Es insólito pero así es. Es el país que vivimos y que nos empeñamos, a veces inútilmente, por reconstruir.
El país que vive dos extremos: el de aquellos que se regodean en los resplandores del becerro de oro; y aquellos que esperan los milagros de la humilde imagen forrada de billetes en el rincón oscuro de un templo.
Para unos y otros, lo que ha de venir, vendrá de allá. De la milagrería originada de un más allá, mitad religiosidad popular, mitad fondomonetarismo.
Para unos, la gobernabilidad se mide con los indicadores macroeconómicos; hay gobernabilidad, dicen, cuando hay estabilidad económica, y hay estabilidad económica cuando hay buenos indicadores de riesgo país, aunque más de un millón de ecuatorianos fuguen por las fronteras aliviando los niveles de desempleo.
Para otros, la esperanza reside en el milagro de las dádivas.
“Yo quiero que todos se miren en mi piel, yo estoy para que todos se reflejen en mi piel y esperen los beneficios de este deslumbramiento, unos acumulando más, otros buscando en mí al que les lamerá las heridas”, exclama el becerro de oro.
Es insólito pero así es. Es el país en el que unos, globalizados a su manera, quieren cumplir a pie juntillas las recetas del FMI y el Banco Mundial, cuando en todas partes no se hace otra cosa que exigir que se reformen, dados sus sucesivos fracasos.
En el otro extremo, están quienes confían en la omnipotencia del becerro de oro y sus milagros.
Para unos el Estado es una empresa ineficiente que necesita un empresario a la cabeza que administre las políticas públicas con la verticalidad de una fábrica, y pase el tiempo buscando cómo favorecer inversiones extranjeras a cualquier precio. (¿Acaso no fue ese, el Estado como una empresa, el lema de un debate entre candidatos promovido por un gremio de empresarios que lo propusieron así, con ese lema, sin ambages, sin sonrojarse ante tan insólita idea?).
Para otros, el Estado es el cuerpo mismo del becerro de oro, del que han de brotar los beneficios, por pocos que sean.
Unos y otros, hemos perdido los linderos entre lo público y lo privado. Si existe la posibilidad, todavía, de revertir esa enorme ambigüedad, es lo que se juega en las elecciones presidenciales del domingo.
Cómo queremos entender la política: como un ejercicio que nos garantice la arbitrariedad de lo privado sobre lo público (el Estado manejado como un buen negocio al mismo tiempo que dadivoso y milagrero); o como la posibilidad del robustecimiento de un espacio cada vez más amplio de ciudadanos incluidos en la gestión del Estado.

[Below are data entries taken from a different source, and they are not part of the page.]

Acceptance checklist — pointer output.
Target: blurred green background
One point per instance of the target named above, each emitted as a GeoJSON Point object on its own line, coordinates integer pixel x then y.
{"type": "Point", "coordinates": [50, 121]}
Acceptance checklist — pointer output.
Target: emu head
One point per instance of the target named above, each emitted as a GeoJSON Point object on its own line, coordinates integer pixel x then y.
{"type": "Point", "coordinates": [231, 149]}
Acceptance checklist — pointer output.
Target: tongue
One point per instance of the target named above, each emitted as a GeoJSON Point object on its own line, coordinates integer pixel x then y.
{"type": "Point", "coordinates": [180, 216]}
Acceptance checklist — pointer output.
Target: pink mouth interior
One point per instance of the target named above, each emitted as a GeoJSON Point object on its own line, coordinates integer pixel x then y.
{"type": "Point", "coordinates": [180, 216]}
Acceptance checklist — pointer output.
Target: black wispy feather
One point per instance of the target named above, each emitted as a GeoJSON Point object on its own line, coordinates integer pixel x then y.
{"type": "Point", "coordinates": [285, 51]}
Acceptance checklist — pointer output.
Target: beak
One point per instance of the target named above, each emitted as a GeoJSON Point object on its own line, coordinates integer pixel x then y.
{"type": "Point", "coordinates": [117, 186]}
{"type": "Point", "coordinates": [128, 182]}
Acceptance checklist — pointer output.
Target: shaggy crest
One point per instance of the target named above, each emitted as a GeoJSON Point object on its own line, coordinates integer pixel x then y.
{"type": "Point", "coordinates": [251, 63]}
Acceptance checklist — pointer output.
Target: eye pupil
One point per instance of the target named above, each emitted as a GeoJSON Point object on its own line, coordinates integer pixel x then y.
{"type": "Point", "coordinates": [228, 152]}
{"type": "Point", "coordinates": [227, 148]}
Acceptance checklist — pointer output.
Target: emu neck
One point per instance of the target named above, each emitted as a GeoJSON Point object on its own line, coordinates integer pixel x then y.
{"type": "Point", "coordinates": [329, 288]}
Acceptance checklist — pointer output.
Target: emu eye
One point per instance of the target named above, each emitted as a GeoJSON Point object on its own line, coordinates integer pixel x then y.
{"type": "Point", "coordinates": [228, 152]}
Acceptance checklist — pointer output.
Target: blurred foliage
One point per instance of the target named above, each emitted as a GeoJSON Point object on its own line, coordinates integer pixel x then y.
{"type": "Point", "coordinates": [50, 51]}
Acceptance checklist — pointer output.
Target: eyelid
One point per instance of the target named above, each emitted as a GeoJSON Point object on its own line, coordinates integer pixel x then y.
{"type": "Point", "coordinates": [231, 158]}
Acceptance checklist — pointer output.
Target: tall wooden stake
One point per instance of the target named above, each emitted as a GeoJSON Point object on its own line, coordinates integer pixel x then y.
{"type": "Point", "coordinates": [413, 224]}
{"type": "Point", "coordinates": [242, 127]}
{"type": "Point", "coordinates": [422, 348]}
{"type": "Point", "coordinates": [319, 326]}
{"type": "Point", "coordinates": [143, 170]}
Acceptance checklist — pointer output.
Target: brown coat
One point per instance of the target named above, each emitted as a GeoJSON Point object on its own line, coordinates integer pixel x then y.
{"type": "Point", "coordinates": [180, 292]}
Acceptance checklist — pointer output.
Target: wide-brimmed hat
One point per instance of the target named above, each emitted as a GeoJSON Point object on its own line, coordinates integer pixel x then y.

La política como una forma de reducir la democracia a un episodio de caridad, o de ampliarla, incluyendo al mayor número de voces.
Si optamos por esta segunda posibilidad, si creemos que gobernabilidad no es estabilidad para hacer negocios, me parece que debemos esperar un tiempo intenso, difícil, de confrontaciones, de tensiones entre el orden que privatiza el Estado y la subversión que busca volver público al Estado.
Hablar de un cambio con orden es algo así como engañarse con el café descafeinado o la cerveza sin alcohol.